Finding innovative ways to share, reuse and collaborate on R&D is a key part of the parent-subsidiary relationship.

Our company, Madico, Inc., is a subsidiary of Lintec Corporation, based in Tokyo, Japan. At Madico Window Films, a division based in St. Petersburg, FL, we develop advanced laminates to help residential, commercial property and automotive owners reduce energy use, mitigate the effects of harmful ultraviolet rays and increase personal safety.

Madico Window Films has its own local R&D team which focuses its efforts on partnering with our sales and marketing staff to refine existing products and develop new ones for our four major markets including North America, EMEA, Asia/Pacific and Latin America. We also have a larger R&D team at Madico corporate in Woburn, Ma working on window film innovations. In spite of this, it is still a challenge to keep pace with the extensive R&D resources of some of our larger competitors.

To remedy this problem, over the past several years, Madico has increasingly been utilizing the extensive R&D resources of our parent company, Lintec. The company’s Research Center has about 200 personnel and roughly $70 million in R&D funds at its disposal.

A great example of shared R&D between a parent and subsidiary was the launch of our Wincos line of premium automotive films in the US market. The Wincos line is designed to increase efficiency and reject infrared solar energy while eliminating heat gain. It doesn’t rely on dark tints to provide protection, which allows dealers to sell more products that comply with local vehicle codes on window tinting.

As this product was coming to market worldwide, we saw an immediate opportunity with Wincos to penetrate the premium automotive specialty product space in the U.S. It gave dealers a potentially lucrative upsell opportunity to their customers.

Within a short time, Wincos automotive film was our fastest growing product line.

Here are five tips for U.S.-based subsidiaries to leverage the product development of their parent company and profitably target new markets at home:

Develop a close parent-subsidiary collaboration on R&D: By closely coordinating and having input into the parent company’s R&D efforts, you’ll help ensure that new product development will meet market demand in your country or region. This collaboration will be even more successful if you can anticipate the emerging needs and trends happening in your sales territories.

Assess whether the new product fits within your product strategy: When a new product is launched by your parent company, it should be tied to your product roadmap and target the market segments with the largest growth opportunities in your territories. Otherwise, it could be a distraction.

Don’t cannibalize your existing sales: The new product should complement, rather than conflict with, your existing product lines. The Wincos product line fit well within our existing product portfolio because our existing products catered to a different segment of the automotive market.

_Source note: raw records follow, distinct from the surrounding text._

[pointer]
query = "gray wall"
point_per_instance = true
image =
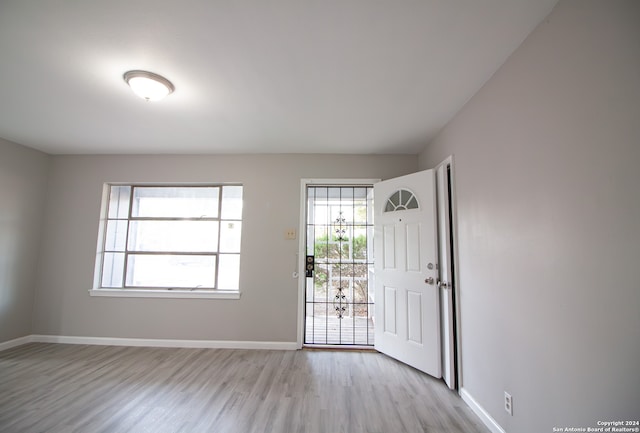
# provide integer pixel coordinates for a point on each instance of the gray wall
(547, 163)
(267, 310)
(22, 190)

Ensure that you can rapidly train your extended enterprise: Like many other manufacturers, Madico relies on an “extended enterprise” of dealers and distributors to have the most up to date information about the new product and be empowered to sell and install it. This process can be challenging when the product development is happening at the parent company level, and product details and features change frequently. Help your dealer and distributor partners be more successful by giving them the most up-to-date expertise and product knowledge.

Time the product launch correctly: The launch of the Wincos product line in the U.S. happened at a time when our company was looking to go upscale into higher-margin markets within automotive aftermarket industry. In addition, the premium automotive specialty products market had recovered from the recent economic recession. Demand from premium car owners for window film that offered a combination of more privacy and more style had ramped up.

By following the five tips above, you can ensure that your parent company’s product development pipeline will drive demand and greater sales in your home sales territories.

Jeffrey Plummer is Senior VP of Sales and Marketing for Window Films for Madico, Inc which develops, manufactures, and markets technologically advanced laminates.